Afkoeling en recuperatie
Tijdens de inspanning doen er zich in het lichaam een aantal belastende processen voor. Spiervezels, pezen en gewrichtsbanden raken beschadigd en afvalstoffen worden opgebouwd. Een efficiënte cooling down is noodzakelijk om de speler volledig te laten recupereren van een activiteit. Spelers moeten hun verantwoordelijkheid nemen voor zowel hun cooling down als hun opwarming. Merk op dat het zowel voor de scheidsrechters als spelers belangrijk is om een veilige en effectieve cooling down routine te volgen.
De cooling down heeft drie verschillende fases:
- Lichte oefeningen
- Stretching
- Herladen
Cooling down routine
Voor sommige spelers is de sport misschien nieuw. Trainers moeten ervoor zorgen, dat een cooling down routine beschikbaar is voor de spelers en dat zij een veilige en effectieve cooling down routine volgen.
Vijf minuten lichte oefeningen zoals licht aerobe oefeningen in de vorm van joggen en wandelen met een combinatie van oefeningen voor het bovenlichaam zoals armbewegingen met een lage impact, cirkelbewegingen met de schouder, rolbewegingen en klapjes op de rug zullen de speler helpen bij de cooling down.
Dit proces zal geleidelijk helpen om de hartslag te laten terugkeren naar een normale hartslag in rusttoestand. Dit zal op zijn beurt dat de opeenhoping van bloed in de ledematen voorkomen en het gevoel van vermoeidheid verminderen.

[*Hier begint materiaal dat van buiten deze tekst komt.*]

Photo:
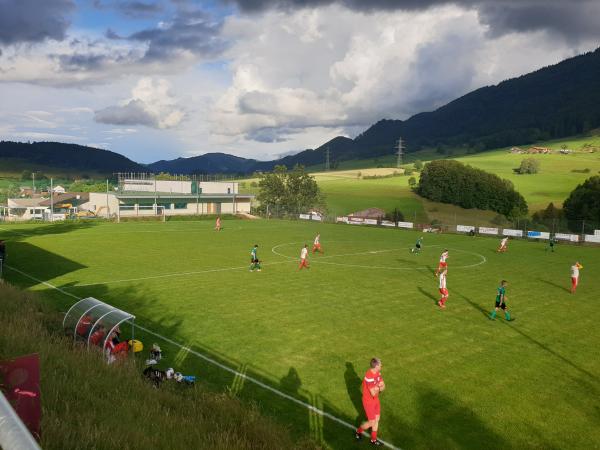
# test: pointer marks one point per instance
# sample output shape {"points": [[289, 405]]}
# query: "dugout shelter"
{"points": [[92, 322]]}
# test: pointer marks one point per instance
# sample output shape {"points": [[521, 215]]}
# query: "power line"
{"points": [[400, 153]]}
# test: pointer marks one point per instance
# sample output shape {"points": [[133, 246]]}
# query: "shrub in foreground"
{"points": [[88, 404]]}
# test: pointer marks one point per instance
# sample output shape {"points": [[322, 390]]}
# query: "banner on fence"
{"points": [[567, 237], [538, 235], [511, 232], [487, 230], [356, 220], [21, 386]]}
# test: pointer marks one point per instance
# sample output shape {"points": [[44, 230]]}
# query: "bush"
{"points": [[584, 202], [395, 216], [449, 181]]}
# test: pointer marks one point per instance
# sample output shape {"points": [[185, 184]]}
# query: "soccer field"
{"points": [[454, 378]]}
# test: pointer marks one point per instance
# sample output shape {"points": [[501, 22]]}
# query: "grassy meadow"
{"points": [[455, 379]]}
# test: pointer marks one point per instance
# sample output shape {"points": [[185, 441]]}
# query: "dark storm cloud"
{"points": [[574, 20], [33, 20], [133, 9], [190, 30]]}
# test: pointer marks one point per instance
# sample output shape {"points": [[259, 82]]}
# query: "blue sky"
{"points": [[159, 79]]}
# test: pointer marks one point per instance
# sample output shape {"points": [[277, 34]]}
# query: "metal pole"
{"points": [[51, 200]]}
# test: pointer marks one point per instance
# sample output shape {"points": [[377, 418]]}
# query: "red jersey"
{"points": [[371, 380]]}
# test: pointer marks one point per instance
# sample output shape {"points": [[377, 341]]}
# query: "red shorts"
{"points": [[372, 409]]}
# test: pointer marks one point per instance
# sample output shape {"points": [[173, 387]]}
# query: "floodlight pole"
{"points": [[51, 200], [107, 208]]}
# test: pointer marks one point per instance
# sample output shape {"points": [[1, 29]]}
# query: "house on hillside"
{"points": [[19, 209], [539, 150], [370, 213]]}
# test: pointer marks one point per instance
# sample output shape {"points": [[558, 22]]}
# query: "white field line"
{"points": [[289, 259], [13, 231], [177, 274], [320, 258], [223, 269], [223, 366]]}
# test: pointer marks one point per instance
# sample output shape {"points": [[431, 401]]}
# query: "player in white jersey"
{"points": [[442, 264], [575, 276], [303, 255], [443, 289], [317, 244], [503, 244]]}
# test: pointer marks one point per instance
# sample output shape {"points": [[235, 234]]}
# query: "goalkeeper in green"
{"points": [[501, 302], [254, 261]]}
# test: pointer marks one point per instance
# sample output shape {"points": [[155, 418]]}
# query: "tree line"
{"points": [[449, 181]]}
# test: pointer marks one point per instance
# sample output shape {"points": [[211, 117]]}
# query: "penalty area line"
{"points": [[220, 365]]}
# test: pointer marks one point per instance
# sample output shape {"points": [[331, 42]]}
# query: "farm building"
{"points": [[147, 197]]}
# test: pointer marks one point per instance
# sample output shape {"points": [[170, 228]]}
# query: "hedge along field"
{"points": [[454, 379]]}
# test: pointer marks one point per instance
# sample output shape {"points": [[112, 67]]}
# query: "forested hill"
{"points": [[553, 102], [58, 155]]}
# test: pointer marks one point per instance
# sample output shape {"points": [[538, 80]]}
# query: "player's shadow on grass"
{"points": [[429, 295], [474, 305], [442, 422], [556, 285], [353, 386]]}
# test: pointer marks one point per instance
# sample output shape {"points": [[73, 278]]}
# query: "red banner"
{"points": [[20, 384]]}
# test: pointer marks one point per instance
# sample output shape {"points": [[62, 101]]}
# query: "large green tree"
{"points": [[289, 191], [584, 202], [449, 181]]}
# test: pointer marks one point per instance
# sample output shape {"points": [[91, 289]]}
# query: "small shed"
{"points": [[93, 322], [370, 213]]}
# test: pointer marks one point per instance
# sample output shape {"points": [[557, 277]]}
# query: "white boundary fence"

Diepe ademhaling moet worden opgenomen in de cooling down om het lichaam te helpen herstellen door het van zuurstof te voorzien.
Laat dit volgen door 5-10 minuten van statisch stretchen. Dit zal de gewrichten en spieren helpen om naar hun normale lengte en functie terug te keren, en versnelt daardoor het herstelproces. Met behulp van statisch rekken in de cooling down vergroot de flexibiliteit en wordt het risico op letsels bij een volgende oefen- of spelsituatie verminderd.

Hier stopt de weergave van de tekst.